Naive Bayes is a type of supervised learning. It is considered as such since they are trained using labeled data (i.e., data that has been pre-classified into the available classification classes).
This is in contrast to unsupervised learning when no labeled data are provided. Supervised learning aims to discover natural structures that may exist in a data collection without having any prior knowledge of how to categorize the data.

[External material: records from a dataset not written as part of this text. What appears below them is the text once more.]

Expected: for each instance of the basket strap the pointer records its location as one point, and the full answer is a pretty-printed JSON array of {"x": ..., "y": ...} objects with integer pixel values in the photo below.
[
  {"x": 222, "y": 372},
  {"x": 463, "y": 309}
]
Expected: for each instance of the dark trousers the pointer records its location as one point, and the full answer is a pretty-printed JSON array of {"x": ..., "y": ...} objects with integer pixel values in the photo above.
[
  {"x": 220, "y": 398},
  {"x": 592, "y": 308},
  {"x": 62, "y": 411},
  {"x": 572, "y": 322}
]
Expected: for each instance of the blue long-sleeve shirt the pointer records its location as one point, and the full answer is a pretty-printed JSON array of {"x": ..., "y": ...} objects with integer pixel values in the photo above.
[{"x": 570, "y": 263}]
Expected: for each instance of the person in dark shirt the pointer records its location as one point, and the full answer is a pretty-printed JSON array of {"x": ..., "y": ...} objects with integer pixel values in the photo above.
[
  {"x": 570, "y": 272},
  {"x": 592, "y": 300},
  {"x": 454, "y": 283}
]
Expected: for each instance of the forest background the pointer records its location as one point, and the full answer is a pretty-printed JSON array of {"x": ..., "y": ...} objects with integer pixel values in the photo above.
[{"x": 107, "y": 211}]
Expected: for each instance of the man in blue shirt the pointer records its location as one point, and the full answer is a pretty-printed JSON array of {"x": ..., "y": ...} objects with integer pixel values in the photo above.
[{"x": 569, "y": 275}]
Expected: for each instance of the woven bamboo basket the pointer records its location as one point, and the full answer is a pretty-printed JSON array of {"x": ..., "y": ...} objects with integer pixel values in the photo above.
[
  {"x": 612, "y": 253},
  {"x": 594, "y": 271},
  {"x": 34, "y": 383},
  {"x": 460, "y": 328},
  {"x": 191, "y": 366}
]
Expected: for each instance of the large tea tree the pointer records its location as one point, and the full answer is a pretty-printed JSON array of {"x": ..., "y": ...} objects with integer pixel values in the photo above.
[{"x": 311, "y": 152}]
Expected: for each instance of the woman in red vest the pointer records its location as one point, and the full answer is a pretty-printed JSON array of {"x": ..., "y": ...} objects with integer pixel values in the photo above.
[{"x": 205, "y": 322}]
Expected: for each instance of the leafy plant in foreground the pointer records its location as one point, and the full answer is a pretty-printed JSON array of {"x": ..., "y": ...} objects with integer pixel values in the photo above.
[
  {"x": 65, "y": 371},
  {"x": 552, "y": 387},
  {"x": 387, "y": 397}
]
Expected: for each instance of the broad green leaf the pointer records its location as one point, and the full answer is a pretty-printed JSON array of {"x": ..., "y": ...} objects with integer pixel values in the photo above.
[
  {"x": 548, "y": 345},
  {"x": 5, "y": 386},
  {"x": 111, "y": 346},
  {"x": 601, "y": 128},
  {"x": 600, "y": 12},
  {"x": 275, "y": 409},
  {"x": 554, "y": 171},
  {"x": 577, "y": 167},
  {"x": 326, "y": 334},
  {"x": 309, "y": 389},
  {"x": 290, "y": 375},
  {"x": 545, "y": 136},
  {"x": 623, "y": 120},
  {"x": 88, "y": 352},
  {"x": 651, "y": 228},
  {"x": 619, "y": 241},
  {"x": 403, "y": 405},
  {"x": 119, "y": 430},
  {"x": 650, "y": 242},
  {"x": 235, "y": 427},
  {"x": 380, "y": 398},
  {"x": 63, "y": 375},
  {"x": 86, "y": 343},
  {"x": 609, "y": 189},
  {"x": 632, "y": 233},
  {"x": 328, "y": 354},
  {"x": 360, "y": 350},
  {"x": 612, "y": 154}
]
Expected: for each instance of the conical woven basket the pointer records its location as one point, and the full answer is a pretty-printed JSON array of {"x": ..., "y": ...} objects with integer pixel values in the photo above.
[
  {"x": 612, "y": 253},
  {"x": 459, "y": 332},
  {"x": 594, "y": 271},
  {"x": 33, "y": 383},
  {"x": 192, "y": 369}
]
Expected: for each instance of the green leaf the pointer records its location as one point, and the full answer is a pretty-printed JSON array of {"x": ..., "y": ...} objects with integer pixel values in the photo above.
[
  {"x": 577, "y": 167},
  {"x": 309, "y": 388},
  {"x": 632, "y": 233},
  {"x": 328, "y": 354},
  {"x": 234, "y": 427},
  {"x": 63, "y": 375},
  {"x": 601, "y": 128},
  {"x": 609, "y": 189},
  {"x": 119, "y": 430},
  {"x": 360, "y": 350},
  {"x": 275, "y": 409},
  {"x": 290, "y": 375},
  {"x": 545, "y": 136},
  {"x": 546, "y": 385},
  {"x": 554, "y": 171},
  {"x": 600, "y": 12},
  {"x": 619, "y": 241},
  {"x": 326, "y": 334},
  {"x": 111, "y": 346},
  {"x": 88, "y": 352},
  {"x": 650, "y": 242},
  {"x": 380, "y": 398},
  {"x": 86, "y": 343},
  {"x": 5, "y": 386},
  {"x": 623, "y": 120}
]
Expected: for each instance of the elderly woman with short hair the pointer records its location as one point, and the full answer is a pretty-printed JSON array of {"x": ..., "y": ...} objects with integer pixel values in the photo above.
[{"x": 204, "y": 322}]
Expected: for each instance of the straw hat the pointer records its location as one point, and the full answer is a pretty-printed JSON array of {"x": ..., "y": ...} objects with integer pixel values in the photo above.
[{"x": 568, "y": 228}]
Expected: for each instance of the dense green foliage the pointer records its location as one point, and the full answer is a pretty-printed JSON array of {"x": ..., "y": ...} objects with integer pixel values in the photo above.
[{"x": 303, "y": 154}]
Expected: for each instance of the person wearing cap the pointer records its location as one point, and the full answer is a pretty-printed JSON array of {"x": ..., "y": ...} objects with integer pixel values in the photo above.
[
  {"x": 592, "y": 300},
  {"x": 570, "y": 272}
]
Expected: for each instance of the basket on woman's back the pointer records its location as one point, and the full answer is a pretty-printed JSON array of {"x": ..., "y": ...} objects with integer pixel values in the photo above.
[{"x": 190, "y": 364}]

A basic naive Bayes classifier is trained by acquiring knowledge of the probability underlying the classification tasks it performs. It is possible to estimate these probabilities from frequency counts of the data using pre-labeled data, provided that data has already been classified into appropriate groups (i.e., based on their pre-labeled classes).
Complex Bayes classification methods assume generative data distributions. They may be taught the assumed distributions’ parameters rather than just the frequencies themselves as part of their training.
Classifiers based on the naive Bayes algorithm are often used for text categorization applications. A common application of this is sorting emails into spam and ham.
Naive Bayes classifiers presume that the features (or input variables) of the data are conditionally independent. This makes calculating more simple. For straightforward text categorization, this means assuming that each word in the text documents under consideration is unrelated to the other words in the class.
In practice, the assumption of conditional independence seldom holds. However, in reality, multinomial naïve Bayes linear classifiers perform remarkably well.
- It was first developed for text categorization problems and remains a benchmark today.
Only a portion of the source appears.